Why do the NZ State Counsels file a motion to exclude the name of the NZ Prime Minister in the complaint to the Human Rights Review Tribunal?
The role of a leader of the country is to set the tone of the country i.e. to set a good example. The NZ human Rights Act 1993 stated DISCRIMINATION is UNLAWFUL, whether it is done DIRECTLY or INDIRECTLY.
The fact that the Chief Executive of the NZ Ministry of Social Development discriminates against ONLY Singapore Citizens is fundamentally unlawful. Singapore Citizens, already DISCRIMINATED by their own government, suffer a 100% TAX in NZ on their CPF SAVINGS refunded MONTHLY by the CPF Board.
The fact that the NZ PM and all their NZ citizens who had worked in Singapore and collected their CPF Savings in FULL and TAX-FREE when they left Singapore, were not affected is proof of DISCRIMINATION against Nationality under their own Human Rights Act 1993.

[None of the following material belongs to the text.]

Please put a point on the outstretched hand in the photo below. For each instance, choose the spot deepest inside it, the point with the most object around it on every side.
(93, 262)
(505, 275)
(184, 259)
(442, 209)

The fact that Malaysian Permanent Residents in NZ receive their FULL Pension Entitlement, as well as all other nationalities who had worked in Singapore, is also proof of Discrimination against Singapore Citizens who are also NZ Permanent Residents and have paid the high NZ Taxes for more than 10 years.
So Teflon John, as he is known, does not want his name sullied but allows his Chief Executive to have the previously good name of NZ sullied.
Does the Ministry of Justice condone a Chief Executive to practice Discrimination which the NZ Human Rights Act 1993 stated is UNLAWFUL?